By The Associated Press
ATLANTA - Discount airline JetBlue Airways is pulling out of Atlanta six months after it arrived, canceling flights to the West Coast because of intense competition from Delta Air Lines and AirTran Airways.
The setback was noted Friday by J.P. Morgan airline analyst Jamie Baker, who credited Delta with "taming one of its low fare competitors" and downgraded JetBlue's stock to "underweight."
Shares of JetBlue fell $5.40, or nearly 9 percent, to close at $56.40 Friday in New York Stock Exchange trading. Investors apparently considered JetBlue's fate in Atlanta a bad sign for discount carrier AirTran, too, as its stock price dropped 90 cents, or nearly 6 percent, to close at $14.90 on the NYSE.
JetBlue entered the Atlanta market to challenge Delta' dominance between there and Long Beach, Calif., and the move roughly coincided with Delta's launch of its own discount airline, Song.

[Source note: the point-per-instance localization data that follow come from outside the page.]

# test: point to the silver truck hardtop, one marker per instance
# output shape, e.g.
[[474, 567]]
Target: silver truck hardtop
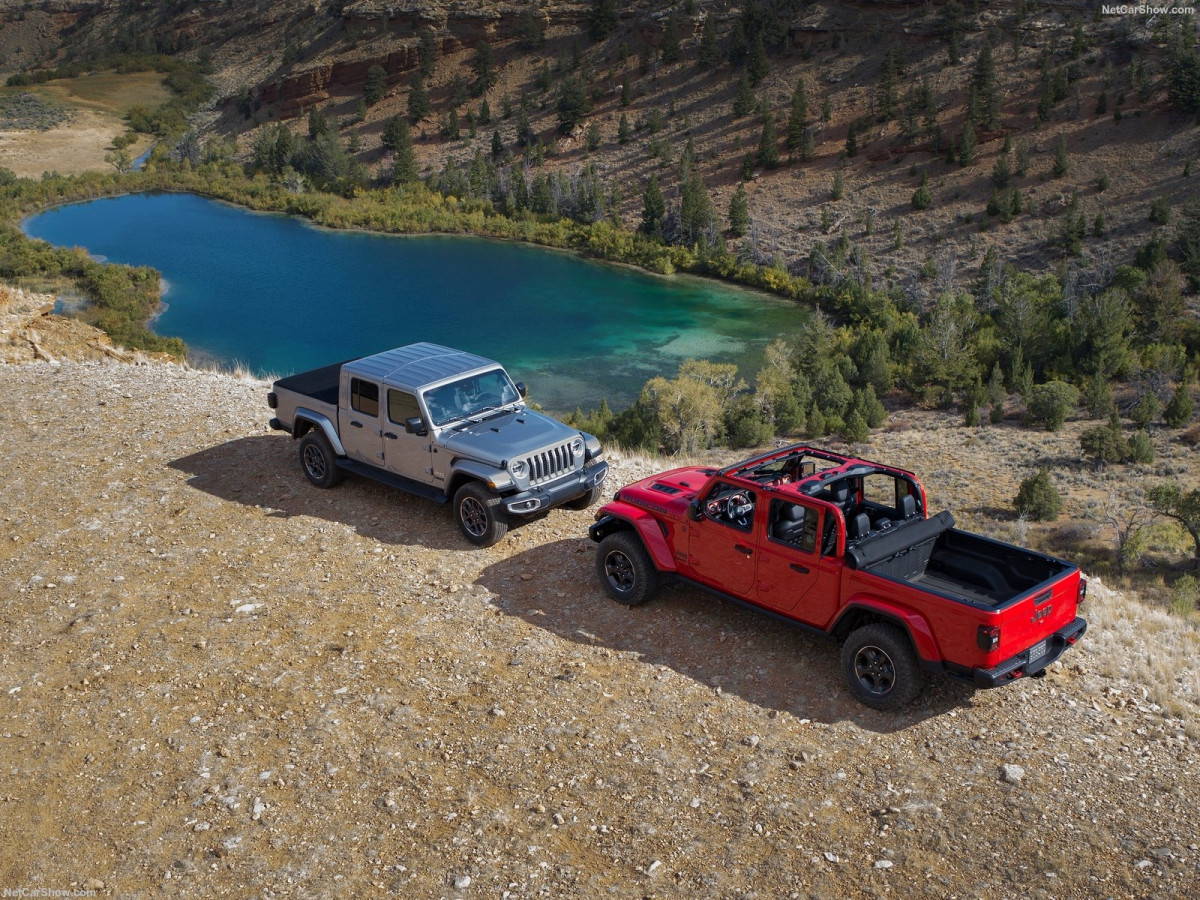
[[419, 365]]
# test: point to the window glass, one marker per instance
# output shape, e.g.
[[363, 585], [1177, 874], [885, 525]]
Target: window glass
[[471, 396], [402, 406], [364, 396], [795, 525], [730, 504]]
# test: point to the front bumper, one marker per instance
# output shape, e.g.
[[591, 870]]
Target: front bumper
[[1021, 665], [538, 499]]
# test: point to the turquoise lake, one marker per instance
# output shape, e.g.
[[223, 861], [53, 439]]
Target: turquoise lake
[[277, 295]]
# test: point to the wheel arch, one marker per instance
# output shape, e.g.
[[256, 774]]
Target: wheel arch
[[651, 531], [307, 420], [911, 624]]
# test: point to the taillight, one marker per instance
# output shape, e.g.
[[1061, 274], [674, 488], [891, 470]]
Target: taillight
[[988, 637]]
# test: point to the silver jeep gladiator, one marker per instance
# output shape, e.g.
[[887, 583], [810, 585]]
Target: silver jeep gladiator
[[442, 424]]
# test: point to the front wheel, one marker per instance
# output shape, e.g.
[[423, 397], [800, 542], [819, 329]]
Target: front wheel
[[479, 514], [880, 667], [318, 461], [625, 569]]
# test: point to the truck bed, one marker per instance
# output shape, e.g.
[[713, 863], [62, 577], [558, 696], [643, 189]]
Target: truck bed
[[321, 384], [936, 556]]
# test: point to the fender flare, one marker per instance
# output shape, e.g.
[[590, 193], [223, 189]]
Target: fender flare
[[618, 516], [318, 420], [468, 469], [912, 623]]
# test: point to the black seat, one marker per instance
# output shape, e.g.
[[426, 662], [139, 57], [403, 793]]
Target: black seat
[[859, 526], [790, 525]]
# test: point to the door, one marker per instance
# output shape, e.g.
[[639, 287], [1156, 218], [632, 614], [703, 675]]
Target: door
[[720, 544], [406, 454], [792, 576], [360, 432]]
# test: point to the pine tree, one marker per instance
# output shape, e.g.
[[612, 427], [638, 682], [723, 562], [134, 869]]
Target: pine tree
[[739, 213], [603, 18], [427, 53], [375, 85], [709, 53], [672, 51], [768, 153], [654, 208], [796, 129], [484, 69], [623, 130]]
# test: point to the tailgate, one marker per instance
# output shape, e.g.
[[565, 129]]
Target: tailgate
[[1038, 613]]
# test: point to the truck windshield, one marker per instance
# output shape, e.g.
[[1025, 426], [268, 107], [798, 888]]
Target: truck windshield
[[471, 396]]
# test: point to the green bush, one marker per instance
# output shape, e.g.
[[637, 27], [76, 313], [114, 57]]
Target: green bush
[[1140, 448], [1050, 403], [1186, 594], [1037, 498]]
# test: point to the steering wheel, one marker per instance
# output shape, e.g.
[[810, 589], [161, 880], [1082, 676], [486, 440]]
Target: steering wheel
[[738, 509]]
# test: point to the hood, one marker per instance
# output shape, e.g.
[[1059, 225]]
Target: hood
[[507, 436]]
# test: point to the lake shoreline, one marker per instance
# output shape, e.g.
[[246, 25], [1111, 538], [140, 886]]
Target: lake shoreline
[[551, 317]]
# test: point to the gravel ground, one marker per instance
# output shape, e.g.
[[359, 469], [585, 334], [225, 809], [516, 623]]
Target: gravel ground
[[217, 681]]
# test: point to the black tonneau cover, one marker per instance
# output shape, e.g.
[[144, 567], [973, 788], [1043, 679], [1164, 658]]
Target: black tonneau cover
[[900, 539]]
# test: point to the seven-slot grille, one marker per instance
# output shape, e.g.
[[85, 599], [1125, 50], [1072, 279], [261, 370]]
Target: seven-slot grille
[[546, 465]]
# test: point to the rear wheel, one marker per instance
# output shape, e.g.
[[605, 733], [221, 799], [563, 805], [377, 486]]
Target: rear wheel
[[880, 666], [318, 461], [479, 514], [625, 569]]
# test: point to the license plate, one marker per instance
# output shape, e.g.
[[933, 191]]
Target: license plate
[[1037, 651]]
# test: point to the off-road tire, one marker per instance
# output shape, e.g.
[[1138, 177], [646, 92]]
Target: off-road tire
[[625, 569], [880, 667], [479, 514], [318, 461]]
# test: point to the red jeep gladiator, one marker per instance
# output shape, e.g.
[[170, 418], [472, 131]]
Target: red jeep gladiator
[[845, 547]]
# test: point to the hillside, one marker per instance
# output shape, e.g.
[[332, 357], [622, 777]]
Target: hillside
[[220, 681], [1127, 143]]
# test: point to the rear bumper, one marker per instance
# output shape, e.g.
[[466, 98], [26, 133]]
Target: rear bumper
[[538, 499], [1021, 665]]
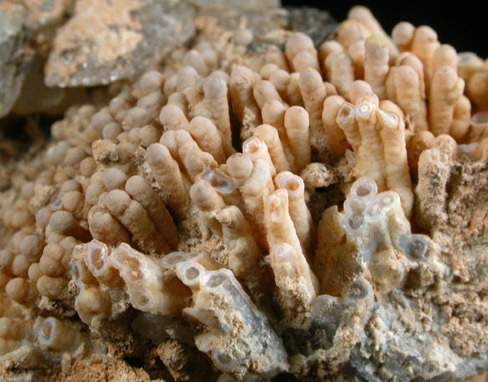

It prompted AirTran to add coast-to-coast flights.
JetBlue's Atlanta-Long Beach flight was the first nonstop service to the West Coast by a discount carrier, resulting in fares for advance-purchase flights that were as low as $176 round-trip at the height of the price war.
But on Thursday, JetBlue officials said they would pull out on Dec. 4, ending service to Long Beach and Oakland, Calif. "We just thought it was a little crazy," JetBlue CEO David Neeleman said.
AirTran President Bob Fornaro said JetBlue, which has a hub at John F. Kennedy Airport in New York, was at a disadvantage because it doesn't have an Atlanta hub feeding customers into its flights.